The complainant spun-off a part of its business ("non-core" area). This was done retroactively for the spin-off date 31 December 2011, the spin-off and takeover agreement dated from 10 August 2012. The assets allocated to the absorbing corporation were defined in the transfer balance sheet. In addition, certain liabilities, including legal disputes mentioned in an annex, were explicitly transferred to the absorbing corporation. Further, a rule of doubt was agreed on in the spin-off and takeover agreement, according to which all burdens (obligations, liabilities, liabilities) that were not explicitly retained by the complainant and its "core”-business were assigned to the "non-core” business and thus were transferred to the absorbing corporation.
The economic background of this spin-off was apparently that the complainant was to be sold to a third party after the spin-off and the acquirer wanted to only acquire the remaining "core"-business but without the “non-core”-business and any other unknown liabilities. Any surprising liabilities caused in years prior to the acquisition should not affect the acquired corporation.
In 2017, a tax audit was carried out for VAT for the years 2010 to 2014 and an inspection (“Nachschau”) for the years 2015 to 2016. The tax audit found that an incorrect input tax key was used. For the years 2010 and 2011 VAT and ancillary claims were assessed.
An appeal was filed against both VAT assessments. It was argued that the spin-off and takeover agreement did not provide for an explicit provision of the allocation of tax liabilities that were already caused in principle at the time of the spin-off but were not recognized in the balance sheet yet. In the absence of a specific allocation of tax liabilities, the contractual rule of doubt should apply. Therefore, such tax liabilities were assigned to the absorbing corporation. Accordingly, the disputed VAT assessments should have been issued to the absorbing corporation.
The appeal was dismissed by the Tax Appeals Court. In the decision, it was not questioned that under civil law in the spin-off and takeover agreement the tax liabilities were allocated to the absorbing corporation due to the general contractual rule for cases of doubt. However, these VAT liabilities, which were assessed in the course of the external audit, resulted from the "core"-business which had not been transferred and remained with the complainant. In the opinion of the Tax Appeals Court an assignment of VAT liabilities that deviates from the assets causing these liabilities is not possible for tax purposes and therefore cannot be agreed on by the parties of the spin-off and takeover agreement.
The Tax Appeals Court argued that pursuant to Sec 38 para 3 Austrian Reorganization Tax Act, absorbing corporations enter directly into the legal status of the transferring corporation regarding VAT for transferred business units. This provision means on the contrary that an absorbing corporation does not enter into the legal status of an entrepreneur within the meaning of the VAT Act in case the business, from which the status as entrepreneur results, was not transferred.
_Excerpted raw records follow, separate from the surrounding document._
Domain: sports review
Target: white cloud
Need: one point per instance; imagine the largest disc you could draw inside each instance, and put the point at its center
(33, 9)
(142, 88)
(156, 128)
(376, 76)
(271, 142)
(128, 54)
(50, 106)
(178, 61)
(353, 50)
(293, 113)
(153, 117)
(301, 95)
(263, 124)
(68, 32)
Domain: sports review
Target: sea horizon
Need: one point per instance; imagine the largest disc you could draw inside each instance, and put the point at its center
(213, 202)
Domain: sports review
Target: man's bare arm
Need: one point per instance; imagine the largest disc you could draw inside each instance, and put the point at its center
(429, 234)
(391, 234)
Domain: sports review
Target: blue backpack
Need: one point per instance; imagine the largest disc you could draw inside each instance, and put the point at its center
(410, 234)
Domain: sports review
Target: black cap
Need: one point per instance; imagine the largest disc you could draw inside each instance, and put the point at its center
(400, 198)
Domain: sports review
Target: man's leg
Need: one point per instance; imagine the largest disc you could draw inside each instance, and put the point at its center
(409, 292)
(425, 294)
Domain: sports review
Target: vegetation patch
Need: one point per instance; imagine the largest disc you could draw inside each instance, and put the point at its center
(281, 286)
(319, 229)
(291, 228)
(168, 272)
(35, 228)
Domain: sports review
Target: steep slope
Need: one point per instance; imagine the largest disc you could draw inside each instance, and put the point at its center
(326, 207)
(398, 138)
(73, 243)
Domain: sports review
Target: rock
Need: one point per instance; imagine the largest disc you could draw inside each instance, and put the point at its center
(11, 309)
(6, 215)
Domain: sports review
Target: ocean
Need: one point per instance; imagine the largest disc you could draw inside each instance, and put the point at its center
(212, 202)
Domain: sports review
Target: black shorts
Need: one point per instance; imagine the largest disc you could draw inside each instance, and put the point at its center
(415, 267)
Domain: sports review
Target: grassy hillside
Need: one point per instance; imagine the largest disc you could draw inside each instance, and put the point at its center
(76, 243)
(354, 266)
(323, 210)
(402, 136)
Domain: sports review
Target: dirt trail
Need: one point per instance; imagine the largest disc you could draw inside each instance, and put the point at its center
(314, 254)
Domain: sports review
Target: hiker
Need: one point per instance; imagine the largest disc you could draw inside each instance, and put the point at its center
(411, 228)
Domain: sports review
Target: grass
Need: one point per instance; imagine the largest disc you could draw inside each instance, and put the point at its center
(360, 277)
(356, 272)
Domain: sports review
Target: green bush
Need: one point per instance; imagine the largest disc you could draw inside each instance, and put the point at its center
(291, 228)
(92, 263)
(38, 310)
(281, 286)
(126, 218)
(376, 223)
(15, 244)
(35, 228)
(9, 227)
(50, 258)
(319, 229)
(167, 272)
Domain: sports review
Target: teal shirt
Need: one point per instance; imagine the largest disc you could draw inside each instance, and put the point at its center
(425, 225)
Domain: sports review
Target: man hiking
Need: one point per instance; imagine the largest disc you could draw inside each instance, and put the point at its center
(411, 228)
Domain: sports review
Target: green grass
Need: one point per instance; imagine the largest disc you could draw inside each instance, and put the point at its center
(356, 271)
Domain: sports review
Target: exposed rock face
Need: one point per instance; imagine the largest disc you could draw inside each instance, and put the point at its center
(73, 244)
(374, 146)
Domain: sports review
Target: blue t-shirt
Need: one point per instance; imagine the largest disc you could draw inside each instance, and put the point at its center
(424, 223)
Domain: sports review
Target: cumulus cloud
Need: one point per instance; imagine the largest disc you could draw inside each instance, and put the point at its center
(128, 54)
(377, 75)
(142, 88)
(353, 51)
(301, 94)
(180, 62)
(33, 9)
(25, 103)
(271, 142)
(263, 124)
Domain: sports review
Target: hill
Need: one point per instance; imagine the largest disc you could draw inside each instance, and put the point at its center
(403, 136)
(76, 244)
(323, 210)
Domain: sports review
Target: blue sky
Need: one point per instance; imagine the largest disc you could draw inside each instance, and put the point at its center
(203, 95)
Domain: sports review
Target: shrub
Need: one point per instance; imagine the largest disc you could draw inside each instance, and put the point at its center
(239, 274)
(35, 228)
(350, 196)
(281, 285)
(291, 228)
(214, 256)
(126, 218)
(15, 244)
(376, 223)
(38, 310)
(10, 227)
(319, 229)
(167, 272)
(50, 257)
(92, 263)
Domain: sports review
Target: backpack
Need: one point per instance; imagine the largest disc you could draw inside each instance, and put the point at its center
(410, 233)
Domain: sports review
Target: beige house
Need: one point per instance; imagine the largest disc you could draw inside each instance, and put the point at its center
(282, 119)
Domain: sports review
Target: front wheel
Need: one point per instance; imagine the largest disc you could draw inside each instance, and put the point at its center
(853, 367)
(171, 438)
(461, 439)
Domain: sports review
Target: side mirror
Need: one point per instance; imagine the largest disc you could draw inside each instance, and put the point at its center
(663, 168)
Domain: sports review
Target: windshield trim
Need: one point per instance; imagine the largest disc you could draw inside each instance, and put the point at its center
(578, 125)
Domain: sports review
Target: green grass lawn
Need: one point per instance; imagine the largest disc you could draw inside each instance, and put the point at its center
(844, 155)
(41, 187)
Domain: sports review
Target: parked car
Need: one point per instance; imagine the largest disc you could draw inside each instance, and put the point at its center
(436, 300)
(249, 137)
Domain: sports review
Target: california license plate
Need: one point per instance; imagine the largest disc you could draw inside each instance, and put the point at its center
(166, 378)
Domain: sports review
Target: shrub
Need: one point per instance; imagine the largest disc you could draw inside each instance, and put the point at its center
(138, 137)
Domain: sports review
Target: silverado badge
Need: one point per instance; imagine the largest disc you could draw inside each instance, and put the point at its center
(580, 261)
The tax liabilities in question were related to the "core"-business which remained with the complainant. Consequently, the complainant was correctly regarded as the addressee of the tax assessments by the tax office.
Therefore, VAT liabilities cannot be transferred to third parties with the effect that the third party becomes liable for the payment of VAT towards the tax office and thus become the addressee of the assessment. It is only possible to agree between the parties that one party bears the financial burden of a tax payment.
An ordinary appeal to the Administrative High Court was not allowed.
In the case at hand tax liabilities were assigned to the absorbing corporation by the rule of doubt which was agreed on in the spin-off and takeover agreement. However, the Tax Appeals Court denied that the separation of the tax liability from the assets causing the tax liability is possible, at least in the area of VAT.
However, it is still possible to agree in the spin-off and takeover agreement that one party (this can also be a party not having the assets causing the tax liability) bears the financial burden from a tax liability in the internal relationship between the contractual parties. Such a takeover of financial burdens however does not affect the status of addressee of the tax assessment but results in a compensation claim between the parties.